Vincent had lain on the floor, calling out to anyone for help. He couldn’t move himself into the hall, where the telephone sat on a stand that he had painted black. It was autumn and the windows all were shut. No one could hear him calling out. He could see Ellen walking in her nightgown. He was afraid drivers w
ouldn’t see her in time; he had to do something before somebody in a car ran her down before his eyes.
On a table near him, low, within his reach, were the historical figurines they had collected. Roosevelt, the Kennedys, an inscribed ashtray from the Democratic Club, a brown-and-green statue of the Bicentennial eagle. He picked one up: a statuette of Robert Kennedy. He threw it through the window. He picked up six more figurines and broke six windows in the front of his own house. A man whose life had been devoted to respect and care for property, he did this shocking and disgraceful thing. He knew he had to. It had worked. Somebody called the rescue squad. The ambulance arrived with its flashing lights and its good citizens: trained neighbors, paramedics, lifting her grandfather onto an air cushion not larger than himself. “It’s a shame there’s so much furniture,” one of them had said, Vincent had told her later. Even then he was able to notice things.

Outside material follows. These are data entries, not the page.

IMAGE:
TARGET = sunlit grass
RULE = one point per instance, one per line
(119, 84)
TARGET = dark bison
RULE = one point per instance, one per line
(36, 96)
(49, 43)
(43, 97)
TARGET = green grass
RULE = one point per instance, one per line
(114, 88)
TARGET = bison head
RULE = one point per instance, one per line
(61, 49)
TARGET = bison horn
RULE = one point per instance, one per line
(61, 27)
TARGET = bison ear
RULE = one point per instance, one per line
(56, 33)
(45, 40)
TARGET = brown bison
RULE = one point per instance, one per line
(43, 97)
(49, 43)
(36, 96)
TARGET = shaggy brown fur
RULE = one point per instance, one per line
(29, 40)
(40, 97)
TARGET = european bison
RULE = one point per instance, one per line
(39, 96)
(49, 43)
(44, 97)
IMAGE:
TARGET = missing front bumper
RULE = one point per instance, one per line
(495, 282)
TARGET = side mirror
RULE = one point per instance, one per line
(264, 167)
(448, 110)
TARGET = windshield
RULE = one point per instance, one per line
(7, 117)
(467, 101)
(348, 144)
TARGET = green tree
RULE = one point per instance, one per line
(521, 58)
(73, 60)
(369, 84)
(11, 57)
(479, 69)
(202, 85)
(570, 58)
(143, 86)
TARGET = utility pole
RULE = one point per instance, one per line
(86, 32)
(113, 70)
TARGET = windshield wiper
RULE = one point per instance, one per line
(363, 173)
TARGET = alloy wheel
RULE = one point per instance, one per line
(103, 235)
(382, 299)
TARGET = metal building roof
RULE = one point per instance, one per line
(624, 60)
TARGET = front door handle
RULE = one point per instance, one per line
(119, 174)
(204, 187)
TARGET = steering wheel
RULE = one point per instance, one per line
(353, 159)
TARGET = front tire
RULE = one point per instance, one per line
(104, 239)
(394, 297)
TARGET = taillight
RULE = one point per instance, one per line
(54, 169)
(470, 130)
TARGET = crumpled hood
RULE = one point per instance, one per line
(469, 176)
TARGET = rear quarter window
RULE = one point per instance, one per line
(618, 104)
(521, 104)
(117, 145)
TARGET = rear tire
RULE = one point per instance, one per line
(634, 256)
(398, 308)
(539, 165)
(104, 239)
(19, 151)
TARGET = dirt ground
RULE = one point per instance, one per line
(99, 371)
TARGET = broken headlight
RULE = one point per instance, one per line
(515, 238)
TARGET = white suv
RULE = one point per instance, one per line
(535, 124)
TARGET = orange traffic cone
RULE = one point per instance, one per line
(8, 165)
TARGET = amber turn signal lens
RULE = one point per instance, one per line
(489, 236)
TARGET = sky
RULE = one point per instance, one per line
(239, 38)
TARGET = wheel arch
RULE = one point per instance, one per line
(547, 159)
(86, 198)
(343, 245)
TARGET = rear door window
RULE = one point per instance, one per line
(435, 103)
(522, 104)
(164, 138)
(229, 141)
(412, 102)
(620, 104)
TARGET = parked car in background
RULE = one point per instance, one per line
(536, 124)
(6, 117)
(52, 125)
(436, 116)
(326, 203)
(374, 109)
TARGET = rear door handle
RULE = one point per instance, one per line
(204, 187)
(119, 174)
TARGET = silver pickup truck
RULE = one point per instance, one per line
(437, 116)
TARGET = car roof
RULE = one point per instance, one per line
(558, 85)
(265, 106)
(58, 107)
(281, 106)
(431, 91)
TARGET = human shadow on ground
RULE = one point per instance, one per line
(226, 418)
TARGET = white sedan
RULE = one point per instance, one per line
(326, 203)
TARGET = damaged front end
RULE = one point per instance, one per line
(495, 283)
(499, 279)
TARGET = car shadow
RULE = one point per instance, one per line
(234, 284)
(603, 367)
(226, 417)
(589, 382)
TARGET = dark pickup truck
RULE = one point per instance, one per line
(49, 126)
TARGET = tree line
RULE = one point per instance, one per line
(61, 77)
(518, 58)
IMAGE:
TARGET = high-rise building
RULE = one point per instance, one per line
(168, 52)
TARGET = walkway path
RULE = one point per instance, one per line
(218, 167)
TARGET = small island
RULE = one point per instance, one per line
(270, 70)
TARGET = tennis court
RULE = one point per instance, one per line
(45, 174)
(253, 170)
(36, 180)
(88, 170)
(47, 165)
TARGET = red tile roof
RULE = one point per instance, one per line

When she finally came to the hospital, he didn’t look at her. When she came to the room, his eyes were fixed on the ceiling; the attentive eyes, the courtly glance, grew fixed. He was trying not to think, he who had always passionately thought about the world before him. She could see him looking at the ceiling, willing himself into an abstract noun, two nouns: age, death.
9
HE DIDN’T STAY THAT WAY. For two weeks he lay on his bed in Mary Immaculate Hospital, trying to make himself let go of his life. Then he grew courtly again, shaved, and asked about the nurses’ families. But he did not inquire about his wife. Something was sloughed off, some burden shifted, then laid down. First in terror. Then relief.
Now, in the room he is about to leave, he fears returning to her anger. All her anger had become corrupted like her body in old age. As a young woman, she’d been beautiful in her anger, he remembered, looking at the sloping garden, far from her. He thought of her anger at the Irish countryside, the harsh soil and scrub growth, the gorse she hated. She’d no memory of tilled field, of the elm or the potato, tender when in leaf. Anger had been Ellen’s chief food. And she feared sympathy like a disease. Do not give it, do not take. Action was what she loved. Is there nothing I can be doing for you, she would say, when he would say he loved her and she couldn’t answer back.